CLIPGaussian: Universal and Multimodal Style Transfer Based on Gaussian Splatting
This addresses the problem of multimodal style transfer for researchers and practitioners working with Gaussian Splatting representations, representing an incremental advancement by extending existing pipelines.
The paper tackles the challenge of applying style transfer to Gaussian Splatting-based representations beyond simple color changes, introducing CLIPGaussian as the first unified framework that supports text- and image-guided stylization across 2D images, videos, 3D objects, and 4D scenes, achieving superior style fidelity and consistency across all tasks.
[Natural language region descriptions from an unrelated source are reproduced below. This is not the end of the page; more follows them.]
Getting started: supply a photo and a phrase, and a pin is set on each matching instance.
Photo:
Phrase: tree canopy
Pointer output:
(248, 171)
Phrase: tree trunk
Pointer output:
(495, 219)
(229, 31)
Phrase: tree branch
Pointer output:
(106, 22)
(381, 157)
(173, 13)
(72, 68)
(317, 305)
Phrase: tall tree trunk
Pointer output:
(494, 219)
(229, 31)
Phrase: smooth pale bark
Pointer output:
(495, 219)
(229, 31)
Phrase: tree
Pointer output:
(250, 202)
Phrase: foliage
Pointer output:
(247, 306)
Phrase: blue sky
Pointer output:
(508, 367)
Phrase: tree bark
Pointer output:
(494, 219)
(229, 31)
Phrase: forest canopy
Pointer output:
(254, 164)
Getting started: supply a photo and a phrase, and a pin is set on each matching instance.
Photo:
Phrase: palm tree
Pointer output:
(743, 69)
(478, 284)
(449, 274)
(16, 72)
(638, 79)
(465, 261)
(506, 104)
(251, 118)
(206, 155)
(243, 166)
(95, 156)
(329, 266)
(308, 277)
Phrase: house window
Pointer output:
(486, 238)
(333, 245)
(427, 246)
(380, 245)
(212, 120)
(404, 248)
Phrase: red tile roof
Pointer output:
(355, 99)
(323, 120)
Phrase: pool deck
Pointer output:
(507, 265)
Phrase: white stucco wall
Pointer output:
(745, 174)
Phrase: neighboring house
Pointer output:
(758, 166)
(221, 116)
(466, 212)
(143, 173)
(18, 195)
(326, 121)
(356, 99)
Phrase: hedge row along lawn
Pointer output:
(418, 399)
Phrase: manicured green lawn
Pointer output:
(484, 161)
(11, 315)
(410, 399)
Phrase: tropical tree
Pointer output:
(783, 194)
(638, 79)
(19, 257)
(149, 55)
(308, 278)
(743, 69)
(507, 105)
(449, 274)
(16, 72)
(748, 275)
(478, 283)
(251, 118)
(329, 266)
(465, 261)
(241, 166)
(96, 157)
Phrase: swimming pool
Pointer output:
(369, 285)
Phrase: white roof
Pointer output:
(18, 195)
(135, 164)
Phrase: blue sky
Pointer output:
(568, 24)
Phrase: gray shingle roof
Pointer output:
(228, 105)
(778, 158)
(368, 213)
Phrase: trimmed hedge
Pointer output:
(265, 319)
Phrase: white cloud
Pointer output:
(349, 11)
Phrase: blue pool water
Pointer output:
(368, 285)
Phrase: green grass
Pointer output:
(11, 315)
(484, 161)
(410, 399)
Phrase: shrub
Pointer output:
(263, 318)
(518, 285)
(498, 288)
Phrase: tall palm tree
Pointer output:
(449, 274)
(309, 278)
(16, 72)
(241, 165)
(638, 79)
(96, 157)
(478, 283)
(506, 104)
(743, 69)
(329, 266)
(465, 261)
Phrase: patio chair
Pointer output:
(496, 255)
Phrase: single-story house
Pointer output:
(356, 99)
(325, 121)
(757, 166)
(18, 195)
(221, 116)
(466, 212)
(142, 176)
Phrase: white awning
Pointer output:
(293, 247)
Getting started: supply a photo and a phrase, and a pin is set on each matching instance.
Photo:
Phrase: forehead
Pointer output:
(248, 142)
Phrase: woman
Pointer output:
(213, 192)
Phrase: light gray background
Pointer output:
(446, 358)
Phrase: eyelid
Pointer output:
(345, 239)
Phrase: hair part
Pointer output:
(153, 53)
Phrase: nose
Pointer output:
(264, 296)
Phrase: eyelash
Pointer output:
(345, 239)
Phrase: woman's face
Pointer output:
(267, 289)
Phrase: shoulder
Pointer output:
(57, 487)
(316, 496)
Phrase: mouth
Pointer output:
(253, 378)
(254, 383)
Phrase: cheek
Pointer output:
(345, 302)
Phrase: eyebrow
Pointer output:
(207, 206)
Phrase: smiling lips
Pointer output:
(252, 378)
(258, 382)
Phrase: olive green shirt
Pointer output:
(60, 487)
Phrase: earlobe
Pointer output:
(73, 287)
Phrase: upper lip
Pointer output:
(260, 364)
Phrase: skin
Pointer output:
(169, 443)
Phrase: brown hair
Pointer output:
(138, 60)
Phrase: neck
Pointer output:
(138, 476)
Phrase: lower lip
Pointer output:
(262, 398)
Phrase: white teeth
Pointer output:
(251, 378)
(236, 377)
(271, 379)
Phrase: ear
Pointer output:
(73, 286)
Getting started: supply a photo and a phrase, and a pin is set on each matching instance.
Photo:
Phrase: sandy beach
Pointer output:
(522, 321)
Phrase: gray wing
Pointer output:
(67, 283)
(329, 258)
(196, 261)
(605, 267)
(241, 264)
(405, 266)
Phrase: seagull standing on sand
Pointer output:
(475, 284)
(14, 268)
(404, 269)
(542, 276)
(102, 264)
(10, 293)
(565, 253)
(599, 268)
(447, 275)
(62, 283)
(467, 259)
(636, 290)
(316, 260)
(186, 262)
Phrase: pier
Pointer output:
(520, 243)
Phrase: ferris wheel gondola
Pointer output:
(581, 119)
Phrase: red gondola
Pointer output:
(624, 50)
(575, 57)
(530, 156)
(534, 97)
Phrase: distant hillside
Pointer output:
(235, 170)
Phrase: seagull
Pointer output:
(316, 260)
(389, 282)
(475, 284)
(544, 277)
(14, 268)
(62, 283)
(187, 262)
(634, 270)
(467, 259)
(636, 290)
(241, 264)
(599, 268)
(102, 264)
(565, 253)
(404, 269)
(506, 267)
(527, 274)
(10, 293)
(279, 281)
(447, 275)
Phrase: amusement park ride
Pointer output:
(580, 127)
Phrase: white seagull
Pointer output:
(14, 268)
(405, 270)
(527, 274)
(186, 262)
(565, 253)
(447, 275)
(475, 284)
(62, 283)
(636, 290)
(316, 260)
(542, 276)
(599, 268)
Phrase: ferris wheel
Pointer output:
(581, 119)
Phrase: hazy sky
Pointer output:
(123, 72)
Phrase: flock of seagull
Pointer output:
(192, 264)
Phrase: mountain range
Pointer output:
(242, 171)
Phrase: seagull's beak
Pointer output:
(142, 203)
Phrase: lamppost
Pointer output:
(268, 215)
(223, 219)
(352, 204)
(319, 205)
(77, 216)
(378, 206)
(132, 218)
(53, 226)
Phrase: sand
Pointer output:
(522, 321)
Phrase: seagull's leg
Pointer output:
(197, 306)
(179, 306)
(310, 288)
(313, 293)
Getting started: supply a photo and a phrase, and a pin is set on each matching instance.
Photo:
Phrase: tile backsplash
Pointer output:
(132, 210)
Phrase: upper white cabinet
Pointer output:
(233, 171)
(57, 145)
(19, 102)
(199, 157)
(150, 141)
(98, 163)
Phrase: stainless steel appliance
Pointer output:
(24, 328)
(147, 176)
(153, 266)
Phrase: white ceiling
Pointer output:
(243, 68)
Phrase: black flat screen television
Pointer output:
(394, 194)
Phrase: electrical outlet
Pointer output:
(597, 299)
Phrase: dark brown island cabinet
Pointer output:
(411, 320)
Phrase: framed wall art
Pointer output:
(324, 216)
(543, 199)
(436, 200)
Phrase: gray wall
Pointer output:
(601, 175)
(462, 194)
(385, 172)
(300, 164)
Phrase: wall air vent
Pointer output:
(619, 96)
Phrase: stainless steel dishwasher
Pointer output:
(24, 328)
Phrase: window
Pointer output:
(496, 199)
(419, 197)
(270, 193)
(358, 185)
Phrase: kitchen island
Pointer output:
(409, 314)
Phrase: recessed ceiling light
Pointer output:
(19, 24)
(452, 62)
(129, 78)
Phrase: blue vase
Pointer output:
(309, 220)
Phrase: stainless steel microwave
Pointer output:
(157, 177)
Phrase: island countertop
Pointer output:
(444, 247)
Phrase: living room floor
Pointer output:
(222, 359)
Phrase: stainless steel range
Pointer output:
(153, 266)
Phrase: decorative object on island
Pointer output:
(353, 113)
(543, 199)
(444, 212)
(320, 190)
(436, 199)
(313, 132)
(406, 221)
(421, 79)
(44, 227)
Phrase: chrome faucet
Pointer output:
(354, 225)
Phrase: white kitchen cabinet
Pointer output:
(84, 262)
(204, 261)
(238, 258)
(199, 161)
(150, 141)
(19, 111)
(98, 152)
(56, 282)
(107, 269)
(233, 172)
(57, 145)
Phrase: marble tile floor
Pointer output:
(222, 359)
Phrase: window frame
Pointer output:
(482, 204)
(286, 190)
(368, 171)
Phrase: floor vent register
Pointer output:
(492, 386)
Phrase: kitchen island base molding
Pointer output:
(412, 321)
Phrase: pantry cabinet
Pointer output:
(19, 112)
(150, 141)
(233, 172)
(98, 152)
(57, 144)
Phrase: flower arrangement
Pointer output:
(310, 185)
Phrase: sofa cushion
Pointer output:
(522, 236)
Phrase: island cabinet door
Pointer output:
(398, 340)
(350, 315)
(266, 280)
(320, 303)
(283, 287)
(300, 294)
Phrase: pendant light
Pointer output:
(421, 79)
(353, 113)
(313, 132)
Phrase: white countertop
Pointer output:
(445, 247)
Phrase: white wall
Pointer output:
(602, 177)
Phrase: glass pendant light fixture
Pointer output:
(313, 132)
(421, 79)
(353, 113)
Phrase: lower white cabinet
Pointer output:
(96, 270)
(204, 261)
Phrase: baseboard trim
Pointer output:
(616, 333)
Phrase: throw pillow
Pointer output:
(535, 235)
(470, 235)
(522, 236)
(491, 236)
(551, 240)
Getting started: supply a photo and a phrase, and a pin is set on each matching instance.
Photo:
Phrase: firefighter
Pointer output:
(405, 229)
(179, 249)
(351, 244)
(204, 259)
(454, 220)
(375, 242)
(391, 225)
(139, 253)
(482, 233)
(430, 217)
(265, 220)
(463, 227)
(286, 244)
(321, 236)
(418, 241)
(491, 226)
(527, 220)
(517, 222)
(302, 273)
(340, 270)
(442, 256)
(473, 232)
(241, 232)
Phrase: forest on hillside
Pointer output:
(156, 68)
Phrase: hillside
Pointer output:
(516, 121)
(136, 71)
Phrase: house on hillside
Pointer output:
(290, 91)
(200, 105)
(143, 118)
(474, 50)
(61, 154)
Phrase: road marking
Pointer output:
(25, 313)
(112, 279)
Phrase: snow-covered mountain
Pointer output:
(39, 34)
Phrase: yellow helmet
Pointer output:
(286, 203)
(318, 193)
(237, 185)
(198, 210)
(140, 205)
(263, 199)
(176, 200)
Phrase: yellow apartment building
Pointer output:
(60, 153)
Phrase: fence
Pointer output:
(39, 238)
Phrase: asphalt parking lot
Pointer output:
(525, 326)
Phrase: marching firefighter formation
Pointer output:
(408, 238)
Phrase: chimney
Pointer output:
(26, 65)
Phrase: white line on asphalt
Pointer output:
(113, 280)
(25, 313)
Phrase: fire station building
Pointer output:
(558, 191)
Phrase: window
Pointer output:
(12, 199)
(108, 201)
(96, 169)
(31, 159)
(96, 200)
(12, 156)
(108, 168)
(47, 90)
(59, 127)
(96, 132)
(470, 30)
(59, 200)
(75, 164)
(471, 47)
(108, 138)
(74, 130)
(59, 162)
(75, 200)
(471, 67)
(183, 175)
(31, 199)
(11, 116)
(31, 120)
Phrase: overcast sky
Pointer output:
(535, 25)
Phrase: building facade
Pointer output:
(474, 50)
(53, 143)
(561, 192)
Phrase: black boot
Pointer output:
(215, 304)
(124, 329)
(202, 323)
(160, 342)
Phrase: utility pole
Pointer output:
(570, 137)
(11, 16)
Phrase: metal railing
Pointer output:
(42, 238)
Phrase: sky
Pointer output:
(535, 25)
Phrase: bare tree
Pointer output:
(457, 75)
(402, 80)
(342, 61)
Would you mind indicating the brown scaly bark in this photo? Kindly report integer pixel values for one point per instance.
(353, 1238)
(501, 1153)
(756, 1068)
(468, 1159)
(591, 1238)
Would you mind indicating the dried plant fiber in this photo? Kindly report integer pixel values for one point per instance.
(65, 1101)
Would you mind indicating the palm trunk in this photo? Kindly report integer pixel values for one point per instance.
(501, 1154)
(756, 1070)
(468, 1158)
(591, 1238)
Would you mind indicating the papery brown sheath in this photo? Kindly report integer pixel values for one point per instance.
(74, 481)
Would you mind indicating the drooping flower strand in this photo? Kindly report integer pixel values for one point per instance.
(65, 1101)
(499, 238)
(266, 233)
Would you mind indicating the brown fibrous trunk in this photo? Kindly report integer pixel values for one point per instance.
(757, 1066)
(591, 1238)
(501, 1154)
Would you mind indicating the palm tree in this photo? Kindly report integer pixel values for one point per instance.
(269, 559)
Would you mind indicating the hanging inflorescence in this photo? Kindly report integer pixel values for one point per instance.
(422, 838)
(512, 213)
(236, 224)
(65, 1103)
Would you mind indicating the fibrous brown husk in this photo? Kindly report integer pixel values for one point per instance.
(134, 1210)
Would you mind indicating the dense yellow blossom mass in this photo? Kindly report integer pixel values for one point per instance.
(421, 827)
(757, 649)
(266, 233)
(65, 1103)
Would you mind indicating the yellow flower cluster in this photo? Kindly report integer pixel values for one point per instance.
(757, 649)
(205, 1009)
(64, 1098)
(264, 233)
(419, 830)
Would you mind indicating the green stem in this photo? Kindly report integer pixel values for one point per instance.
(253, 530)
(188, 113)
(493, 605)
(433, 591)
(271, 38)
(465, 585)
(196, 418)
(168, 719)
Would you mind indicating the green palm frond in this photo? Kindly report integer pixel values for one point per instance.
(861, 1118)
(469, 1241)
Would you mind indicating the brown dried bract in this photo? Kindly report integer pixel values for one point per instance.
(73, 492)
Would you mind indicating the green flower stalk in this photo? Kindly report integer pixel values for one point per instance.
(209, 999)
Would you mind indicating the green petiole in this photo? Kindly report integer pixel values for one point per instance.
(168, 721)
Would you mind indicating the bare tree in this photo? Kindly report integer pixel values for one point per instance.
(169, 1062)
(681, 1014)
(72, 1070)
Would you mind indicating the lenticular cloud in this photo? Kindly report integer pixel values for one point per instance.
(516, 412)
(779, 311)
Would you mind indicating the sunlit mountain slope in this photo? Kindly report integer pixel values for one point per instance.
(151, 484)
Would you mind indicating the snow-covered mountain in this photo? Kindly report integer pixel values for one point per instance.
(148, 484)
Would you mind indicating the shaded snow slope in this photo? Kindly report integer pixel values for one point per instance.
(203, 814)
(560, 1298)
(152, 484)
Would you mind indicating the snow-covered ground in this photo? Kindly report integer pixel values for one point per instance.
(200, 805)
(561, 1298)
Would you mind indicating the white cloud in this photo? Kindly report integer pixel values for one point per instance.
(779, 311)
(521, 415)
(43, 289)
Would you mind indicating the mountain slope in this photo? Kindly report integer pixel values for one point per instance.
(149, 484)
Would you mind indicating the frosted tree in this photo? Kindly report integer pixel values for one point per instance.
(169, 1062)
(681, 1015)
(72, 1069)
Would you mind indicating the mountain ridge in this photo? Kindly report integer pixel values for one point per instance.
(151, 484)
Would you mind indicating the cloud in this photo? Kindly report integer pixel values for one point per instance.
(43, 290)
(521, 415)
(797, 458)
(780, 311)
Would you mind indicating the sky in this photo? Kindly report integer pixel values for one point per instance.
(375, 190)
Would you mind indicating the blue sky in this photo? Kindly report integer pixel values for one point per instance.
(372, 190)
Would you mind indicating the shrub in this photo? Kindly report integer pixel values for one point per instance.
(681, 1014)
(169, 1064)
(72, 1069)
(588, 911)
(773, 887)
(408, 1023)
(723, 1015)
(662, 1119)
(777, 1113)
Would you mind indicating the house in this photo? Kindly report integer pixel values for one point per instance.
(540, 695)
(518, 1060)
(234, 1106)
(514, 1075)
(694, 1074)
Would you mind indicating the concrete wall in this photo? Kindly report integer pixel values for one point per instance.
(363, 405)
Gaussian Splatting (GS) has recently emerged as an efficient representation for rendering 3D scenes from 2D images and has been extended to images, videos, and dynamic 4D content. However, applying style transfer to GS-based representations, especially beyond simple color changes, remains challenging. In this work, we introduce CLIPGaussian, the first unified style transfer framework that supports text- and image-guided stylization across multiple modalities: 2D images, videos, 3D objects, and 4D scenes. Our method operates directly on Gaussian primitives and integrates into existing GS pipelines as a plug-in module, without requiring large generative models or retraining from scratch. The CLIPGaussian approach enables joint optimization of color and geometry in 3D and 4D settings, and achieves temporal coherence in videos, while preserving the model size. We demonstrate superior style fidelity and consistency across all tasks, validating CLIPGaussian as a universal and efficient solution for multimodal style transfer.